The thousands of Haitian DR residents who were declared illegal last June, as well as the ensuing deportations, are due to legislative steps taken by the DR government to curb what officials there see as an illegal-immigration problem.

“The Dominican Republic is a poor country with few resources, full of misery and problems of its own,” said DR legislator Vinicio Castillo, according to the Pulitzer Center. “If we forbid deportations and we keep the border open, what will happen? All of Haiti will come here.”

New laws

The first legislative step was taken in 2004, when the country enacted a law that excludes children born to undocumented immigrants from receiving citizenship, according to the Open Society Foundations, a United States-based non-profit organisation that claims to defend human rights.

A 2013 decision by the country’s Constitutional Court not only upheld the law, but also applied it retroactively to 1929.

After the decision that year, the DR government passed a naturalisation law that allowed people who were born in the country but had never obtained citizenship documents to eventually become citizens. Those people had until June 18 of last year to apply for the status.

But the Huffington Post reported last February that fewer than 9,000 of the estimated 200,000 undocumented Dominican-born people had successfully completed the application process to become naturalised, and as of last August the government had not provided an updated figure of how many completed that process, according to Human Rights Watch.

‘Humanitarian crisis’

The situation has now turned into what some describe as a “humanitarian crisis,” due to reports of families being split up, people being shepherded into Haitian refugee camps, and people being targeted by the authorities for their skin colour, as Haitians in the DR are predominantly black.

The Pulitzer Center documented the stories of some of the refugees, chronicling their efforts to assimilate in Haiti, where some of them had never set foot before being deported.

One of them was 7-year-old Kimberly Charles-Antoine, who was deported last year along with her mother.

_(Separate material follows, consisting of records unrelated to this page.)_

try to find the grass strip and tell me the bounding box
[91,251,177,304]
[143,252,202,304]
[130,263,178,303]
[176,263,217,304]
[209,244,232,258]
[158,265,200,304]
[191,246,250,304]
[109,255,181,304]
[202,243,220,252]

“Kimberly and her mother now live in a refugee camp in Haiti known as Fond Bayard, without clean water or sanitation,” the Pulitzer Center reported last month. “Advocacy groups say the conditions in such camps constitute a humanitarian emergency. Haitian officials said last year that an estimated 2,000 people had settled in the camps; by now, the number is believed to be far higher.”

Haiti, with the help of international human rights groups and a $2 million allocation from the United Nations’ emergency funds, is attempting to find stable homes for the refugees, according to the Seattle Times.

Int’l response

Meanwhile, the international community’s response to the crisis has been described as largely apathetic.

“The international community has largely shrugged — as have regional organisations in the Americas,” Foreign Policy in Focus commented last week. “The US-dominated Organization of American States, for example, sent a delegation to Santo Domingo for just two days last July. It’s unlikely to take further action, despite appeals from Haiti for international support.”